Para el último domingo de campaña, el equipo de Alberto Núñez Feijóo ha organizado un acto para degustar unas tapas con militantes en Tordesillas (Valladolid). “¡Qué bonito sitio Los Toreros!“, ha proclamado el líder del PP al entrar al restaurante con dicho nombre, donde cabían unas 200 personas en la sala de baile del local. Allí, Feijóo se ha sacado selfies y ha dado abrazos a los congregados antes de ponerse tras el micrófono para mandar unos cuantos recados a Vox. “Cuando vieron el toro del gobierno, dieron la espantada”, ha resumido el jefe de los populares en la cuna del festejo del Toro de la Vega, que desde hace una década ya no puede ser lanceado.
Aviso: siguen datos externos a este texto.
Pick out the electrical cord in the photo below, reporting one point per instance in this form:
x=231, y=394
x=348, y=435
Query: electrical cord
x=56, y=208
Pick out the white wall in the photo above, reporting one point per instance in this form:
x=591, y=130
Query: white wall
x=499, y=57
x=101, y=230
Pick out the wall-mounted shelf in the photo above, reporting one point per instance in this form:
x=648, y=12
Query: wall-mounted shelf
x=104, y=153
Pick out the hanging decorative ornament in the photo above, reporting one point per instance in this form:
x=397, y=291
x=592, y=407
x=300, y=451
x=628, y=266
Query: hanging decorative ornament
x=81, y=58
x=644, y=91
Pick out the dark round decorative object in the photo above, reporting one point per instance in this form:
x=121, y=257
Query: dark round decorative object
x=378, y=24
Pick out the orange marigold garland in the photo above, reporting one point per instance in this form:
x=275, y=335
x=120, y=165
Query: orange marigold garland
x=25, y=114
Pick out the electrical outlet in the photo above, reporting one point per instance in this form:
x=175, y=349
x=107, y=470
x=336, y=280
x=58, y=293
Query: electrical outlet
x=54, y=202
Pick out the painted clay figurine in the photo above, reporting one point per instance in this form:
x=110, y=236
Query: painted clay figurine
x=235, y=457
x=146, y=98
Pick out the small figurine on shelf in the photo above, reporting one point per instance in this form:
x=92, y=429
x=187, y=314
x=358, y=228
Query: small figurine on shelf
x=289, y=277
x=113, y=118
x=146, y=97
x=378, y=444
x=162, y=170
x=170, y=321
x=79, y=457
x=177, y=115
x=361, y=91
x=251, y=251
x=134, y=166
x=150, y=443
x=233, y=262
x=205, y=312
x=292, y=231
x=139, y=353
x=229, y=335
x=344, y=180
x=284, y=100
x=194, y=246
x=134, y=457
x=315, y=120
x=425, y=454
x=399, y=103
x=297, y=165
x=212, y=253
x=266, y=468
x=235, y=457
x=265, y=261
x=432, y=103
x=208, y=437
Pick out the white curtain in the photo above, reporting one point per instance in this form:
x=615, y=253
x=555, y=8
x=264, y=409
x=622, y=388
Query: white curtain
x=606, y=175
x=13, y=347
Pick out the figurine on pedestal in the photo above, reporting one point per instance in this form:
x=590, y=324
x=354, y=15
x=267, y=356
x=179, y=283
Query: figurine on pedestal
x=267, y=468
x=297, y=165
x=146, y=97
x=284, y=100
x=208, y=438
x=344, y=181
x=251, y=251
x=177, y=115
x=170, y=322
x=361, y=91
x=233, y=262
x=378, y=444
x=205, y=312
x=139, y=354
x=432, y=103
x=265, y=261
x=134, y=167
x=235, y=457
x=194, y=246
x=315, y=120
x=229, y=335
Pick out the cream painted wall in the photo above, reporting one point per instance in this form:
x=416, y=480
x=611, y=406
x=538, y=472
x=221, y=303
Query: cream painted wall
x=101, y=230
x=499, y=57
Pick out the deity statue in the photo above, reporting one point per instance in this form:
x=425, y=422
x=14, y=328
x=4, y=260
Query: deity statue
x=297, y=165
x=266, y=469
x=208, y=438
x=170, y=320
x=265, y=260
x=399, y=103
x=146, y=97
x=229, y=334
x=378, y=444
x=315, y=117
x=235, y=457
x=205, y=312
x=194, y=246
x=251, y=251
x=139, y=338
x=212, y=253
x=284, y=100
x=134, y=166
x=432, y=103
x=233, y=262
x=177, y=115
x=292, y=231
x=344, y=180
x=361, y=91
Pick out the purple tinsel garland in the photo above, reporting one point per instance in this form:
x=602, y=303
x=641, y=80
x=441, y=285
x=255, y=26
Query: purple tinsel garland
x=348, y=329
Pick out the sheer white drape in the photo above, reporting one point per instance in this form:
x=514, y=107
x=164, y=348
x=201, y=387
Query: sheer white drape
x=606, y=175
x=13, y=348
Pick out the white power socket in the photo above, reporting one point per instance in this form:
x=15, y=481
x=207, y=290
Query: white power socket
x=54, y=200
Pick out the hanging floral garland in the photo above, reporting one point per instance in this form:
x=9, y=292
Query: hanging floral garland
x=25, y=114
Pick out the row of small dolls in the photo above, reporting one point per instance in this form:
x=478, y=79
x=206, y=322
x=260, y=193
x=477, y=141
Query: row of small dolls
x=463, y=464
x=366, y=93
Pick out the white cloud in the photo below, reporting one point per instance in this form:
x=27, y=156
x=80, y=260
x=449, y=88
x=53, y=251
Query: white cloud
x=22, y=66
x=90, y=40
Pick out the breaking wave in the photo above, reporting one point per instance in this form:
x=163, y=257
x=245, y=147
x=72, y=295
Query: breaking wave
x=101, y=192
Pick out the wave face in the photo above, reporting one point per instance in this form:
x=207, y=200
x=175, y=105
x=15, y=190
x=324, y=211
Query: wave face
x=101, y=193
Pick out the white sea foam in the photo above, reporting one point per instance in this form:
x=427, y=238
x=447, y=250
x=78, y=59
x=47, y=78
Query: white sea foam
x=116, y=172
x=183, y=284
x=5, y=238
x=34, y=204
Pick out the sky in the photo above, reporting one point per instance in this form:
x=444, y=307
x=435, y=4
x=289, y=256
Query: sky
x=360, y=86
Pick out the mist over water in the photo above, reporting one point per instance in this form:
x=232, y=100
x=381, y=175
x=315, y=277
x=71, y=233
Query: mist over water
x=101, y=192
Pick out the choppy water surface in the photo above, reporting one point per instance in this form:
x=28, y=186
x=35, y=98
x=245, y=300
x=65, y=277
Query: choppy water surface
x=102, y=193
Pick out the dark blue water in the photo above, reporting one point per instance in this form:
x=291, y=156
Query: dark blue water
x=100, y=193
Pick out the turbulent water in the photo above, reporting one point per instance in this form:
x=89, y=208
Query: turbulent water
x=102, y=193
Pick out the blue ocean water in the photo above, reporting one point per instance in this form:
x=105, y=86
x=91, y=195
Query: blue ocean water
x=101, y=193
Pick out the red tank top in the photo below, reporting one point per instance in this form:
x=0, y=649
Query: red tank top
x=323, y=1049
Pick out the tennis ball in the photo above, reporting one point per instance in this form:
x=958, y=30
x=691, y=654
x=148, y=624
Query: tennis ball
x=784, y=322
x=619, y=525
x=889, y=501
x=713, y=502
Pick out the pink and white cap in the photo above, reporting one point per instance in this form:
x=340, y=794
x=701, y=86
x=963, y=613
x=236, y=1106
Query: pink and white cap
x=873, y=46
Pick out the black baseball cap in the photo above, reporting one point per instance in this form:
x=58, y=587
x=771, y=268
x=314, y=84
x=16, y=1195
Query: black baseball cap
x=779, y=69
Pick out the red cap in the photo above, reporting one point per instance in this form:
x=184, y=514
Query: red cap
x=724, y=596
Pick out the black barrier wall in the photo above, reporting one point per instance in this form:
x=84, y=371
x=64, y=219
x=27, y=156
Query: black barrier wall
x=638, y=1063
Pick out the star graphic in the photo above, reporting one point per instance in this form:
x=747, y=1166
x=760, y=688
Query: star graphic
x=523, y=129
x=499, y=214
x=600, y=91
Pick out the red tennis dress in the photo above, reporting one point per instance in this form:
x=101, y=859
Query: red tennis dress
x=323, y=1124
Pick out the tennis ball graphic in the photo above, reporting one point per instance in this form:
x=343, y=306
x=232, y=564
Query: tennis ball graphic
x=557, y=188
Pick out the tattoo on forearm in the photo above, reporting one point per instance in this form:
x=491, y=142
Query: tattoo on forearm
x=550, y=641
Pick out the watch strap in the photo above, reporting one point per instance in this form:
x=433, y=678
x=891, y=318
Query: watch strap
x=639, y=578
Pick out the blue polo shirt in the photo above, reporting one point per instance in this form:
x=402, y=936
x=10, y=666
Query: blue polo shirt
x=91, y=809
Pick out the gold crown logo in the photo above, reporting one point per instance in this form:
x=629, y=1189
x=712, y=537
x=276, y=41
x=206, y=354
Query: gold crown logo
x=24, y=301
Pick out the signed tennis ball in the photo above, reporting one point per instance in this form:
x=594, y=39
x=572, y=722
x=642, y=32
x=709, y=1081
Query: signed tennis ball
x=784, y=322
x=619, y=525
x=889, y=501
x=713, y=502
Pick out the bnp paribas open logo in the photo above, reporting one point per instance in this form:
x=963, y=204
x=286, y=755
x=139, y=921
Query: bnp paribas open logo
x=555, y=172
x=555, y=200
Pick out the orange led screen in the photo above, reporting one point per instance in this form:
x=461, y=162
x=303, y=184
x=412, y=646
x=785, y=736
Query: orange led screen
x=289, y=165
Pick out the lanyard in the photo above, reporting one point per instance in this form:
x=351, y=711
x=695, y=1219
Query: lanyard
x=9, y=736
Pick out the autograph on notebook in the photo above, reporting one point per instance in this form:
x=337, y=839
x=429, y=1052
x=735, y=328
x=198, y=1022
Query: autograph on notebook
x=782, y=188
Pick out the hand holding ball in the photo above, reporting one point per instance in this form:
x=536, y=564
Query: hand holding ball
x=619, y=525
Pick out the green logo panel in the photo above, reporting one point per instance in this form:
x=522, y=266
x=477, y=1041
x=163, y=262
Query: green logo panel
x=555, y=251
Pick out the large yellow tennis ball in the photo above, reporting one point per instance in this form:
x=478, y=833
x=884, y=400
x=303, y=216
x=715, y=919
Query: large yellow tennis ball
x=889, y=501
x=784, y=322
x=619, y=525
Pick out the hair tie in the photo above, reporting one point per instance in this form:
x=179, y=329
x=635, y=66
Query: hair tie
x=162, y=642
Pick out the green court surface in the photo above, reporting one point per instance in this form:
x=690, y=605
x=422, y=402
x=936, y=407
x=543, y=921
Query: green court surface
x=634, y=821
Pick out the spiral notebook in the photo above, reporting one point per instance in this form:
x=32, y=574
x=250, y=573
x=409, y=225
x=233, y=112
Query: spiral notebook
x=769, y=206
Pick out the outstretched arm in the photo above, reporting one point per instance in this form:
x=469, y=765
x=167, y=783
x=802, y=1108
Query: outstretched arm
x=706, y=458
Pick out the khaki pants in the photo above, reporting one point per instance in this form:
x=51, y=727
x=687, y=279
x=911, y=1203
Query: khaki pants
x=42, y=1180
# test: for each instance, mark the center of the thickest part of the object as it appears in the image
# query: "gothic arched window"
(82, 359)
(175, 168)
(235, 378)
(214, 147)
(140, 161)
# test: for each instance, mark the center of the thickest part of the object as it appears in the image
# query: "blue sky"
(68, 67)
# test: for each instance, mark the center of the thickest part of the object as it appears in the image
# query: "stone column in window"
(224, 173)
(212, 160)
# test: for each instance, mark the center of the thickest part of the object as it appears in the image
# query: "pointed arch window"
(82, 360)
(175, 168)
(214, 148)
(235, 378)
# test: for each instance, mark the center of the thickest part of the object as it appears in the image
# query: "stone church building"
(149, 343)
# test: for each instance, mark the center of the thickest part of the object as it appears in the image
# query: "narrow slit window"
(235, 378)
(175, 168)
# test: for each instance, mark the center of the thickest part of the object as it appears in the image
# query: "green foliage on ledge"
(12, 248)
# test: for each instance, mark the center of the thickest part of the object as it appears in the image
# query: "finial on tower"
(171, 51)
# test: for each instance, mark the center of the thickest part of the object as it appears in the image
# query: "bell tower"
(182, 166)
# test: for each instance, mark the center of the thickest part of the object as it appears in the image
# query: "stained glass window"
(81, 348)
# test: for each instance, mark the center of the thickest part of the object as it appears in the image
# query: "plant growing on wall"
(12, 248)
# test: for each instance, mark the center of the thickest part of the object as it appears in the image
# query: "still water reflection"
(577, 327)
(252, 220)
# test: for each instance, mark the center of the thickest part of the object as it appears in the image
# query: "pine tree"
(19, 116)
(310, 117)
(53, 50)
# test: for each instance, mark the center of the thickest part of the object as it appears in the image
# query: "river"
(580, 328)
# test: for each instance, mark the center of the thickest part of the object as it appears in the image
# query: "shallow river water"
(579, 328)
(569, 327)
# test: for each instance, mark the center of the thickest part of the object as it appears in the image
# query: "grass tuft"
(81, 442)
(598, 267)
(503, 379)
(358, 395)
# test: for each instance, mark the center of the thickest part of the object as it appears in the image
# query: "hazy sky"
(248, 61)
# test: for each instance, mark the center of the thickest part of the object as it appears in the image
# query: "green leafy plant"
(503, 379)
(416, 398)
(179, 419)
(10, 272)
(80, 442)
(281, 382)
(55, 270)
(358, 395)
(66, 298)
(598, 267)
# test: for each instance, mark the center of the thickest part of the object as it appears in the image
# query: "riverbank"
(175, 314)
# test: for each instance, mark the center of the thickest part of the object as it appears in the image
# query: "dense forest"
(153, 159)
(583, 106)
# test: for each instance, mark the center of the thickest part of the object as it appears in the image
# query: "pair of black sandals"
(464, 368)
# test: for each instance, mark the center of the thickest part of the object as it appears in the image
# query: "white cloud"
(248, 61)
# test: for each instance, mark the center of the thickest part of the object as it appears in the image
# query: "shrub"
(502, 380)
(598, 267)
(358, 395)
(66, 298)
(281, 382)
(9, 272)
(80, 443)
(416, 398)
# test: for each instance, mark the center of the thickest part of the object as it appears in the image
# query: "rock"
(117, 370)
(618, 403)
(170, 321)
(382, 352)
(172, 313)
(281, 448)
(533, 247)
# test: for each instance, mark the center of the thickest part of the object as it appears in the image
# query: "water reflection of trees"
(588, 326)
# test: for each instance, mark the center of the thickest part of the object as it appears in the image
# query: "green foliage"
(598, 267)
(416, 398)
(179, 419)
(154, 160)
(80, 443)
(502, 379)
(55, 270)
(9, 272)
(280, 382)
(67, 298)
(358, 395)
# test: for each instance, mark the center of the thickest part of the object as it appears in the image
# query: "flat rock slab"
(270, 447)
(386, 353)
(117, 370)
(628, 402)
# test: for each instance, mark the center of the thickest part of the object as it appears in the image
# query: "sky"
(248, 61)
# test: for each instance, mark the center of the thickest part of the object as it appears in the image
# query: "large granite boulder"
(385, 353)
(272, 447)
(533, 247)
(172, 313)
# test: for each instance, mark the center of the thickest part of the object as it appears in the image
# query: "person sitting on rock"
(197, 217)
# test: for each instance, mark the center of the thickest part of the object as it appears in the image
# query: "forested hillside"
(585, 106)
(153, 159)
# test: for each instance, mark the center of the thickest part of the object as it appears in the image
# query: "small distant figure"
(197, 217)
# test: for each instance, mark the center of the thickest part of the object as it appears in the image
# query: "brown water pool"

Castilla y León fue la primera comunidad donde los ultras entraron en un ejecutivo autonómico, en 2022, donde dieron la presidencia al barón popular Alfonso Fernández Mañeco. Del Gobierno autonómico salieron en verano de 2024, en una acción coordinada con los otros cuatro territorios compartidos con el PP y con la excusa de la acogida de los menores migrantes. Vox tiene ahora la posibilidad de entrar en los Ejecutivos de Extremadura y Aragón, tras salir de las últimas elecciones con más diputados, pero la formación de extrema derecha se resiste a cerrar un pacto con el Partido Popular antes de que pase la cita con las urnas del próximo domingo. Serán las terceras elecciones de este intenso carrusel, y se celebrarán cuando se cumplen cuatro años desde que el partido de Santiago Abascal estrechó la mano de Mañueco.

“Esta semana, nuestro objetivo es decirles a los ciudadanos de Castilla y León que no se queden en casa, que si quieren un Gobierno del Partido Popular, que voten al Partido Popular, lo demás es bloquear”, ha pedido Feijóo en Tordesillas. “Aquí hay un partido que lleva décadas y décadas peleando por cada rincón, que sabe lo que significa el rural”, ha añadido, recordando las cuatro décadas de gobierno interrumpido el PP en la comunidad y tirando de esa experiencia de gestión frente a Vox, su principal adversario en las urnas. Y al que este domingo no ha mencionado expresamente, aunque ha dedicado buena parte de su intervención, avivando la pugna en público entre ambas formaciones, más dura desde la fallida sesión en Extremadura.

“Hay partidos que se presentan para no dejar gobernar y al que gane ponerle todos los obstáculos para que no pueda tomar decisiones”, ha agregado, tres días después de que Vox tumbase por segunda vez la investidura de María Guardiola, hito que Génova usará en la recta final de campaña para seguir confrontando con los ultras. “Gobernar es saber que hay problemas y buscar las prioridades. Y tomar las alternativas mejores para solucionar esos problemas. Otra cosa es comentar; otra cosa es decirle a los demás todo lo que tienen que hacer, aunque tú no hagas nada; otra cosa es dar lecciones a todo el mundo, a pesar de que tú no hayas resuelto ningún problema en tu vida”, ha sentenciado. “No demos lugar a sustos. Vamos a por un resultado grande para una tierra grande”, ha implorado.

Al margen de Vox, Feijóo ha dedicado también ataques contra Pedro Sánchez por la posición del Gobierno ante la guerra de Irán. “Todos estamos en contra de la guerra y a favor de la paz”, ha asegurado después de haber modulado su propia postura durante la semana. “Pero Sánchez nos miente”, ha aseverado sobre el envía de la fragata Cristóbal Colón a Chipre. “Vienen a Castilla y León a decir No a la guerra”, ha expresado sobre los mítines de Sánchez. “¿Quién está en contra del no a las guerra? ¡Lo que estamos es en contra de que nos tome el pelo!”.

“Hay muchos partidos que piden el voto para el circo, nosotros pedimos el voto para el pan, y sabemos que a Castilla y León le gusta el pan y no le interesa el circo”, ha remachado Feijóo en otro momento de su intervención.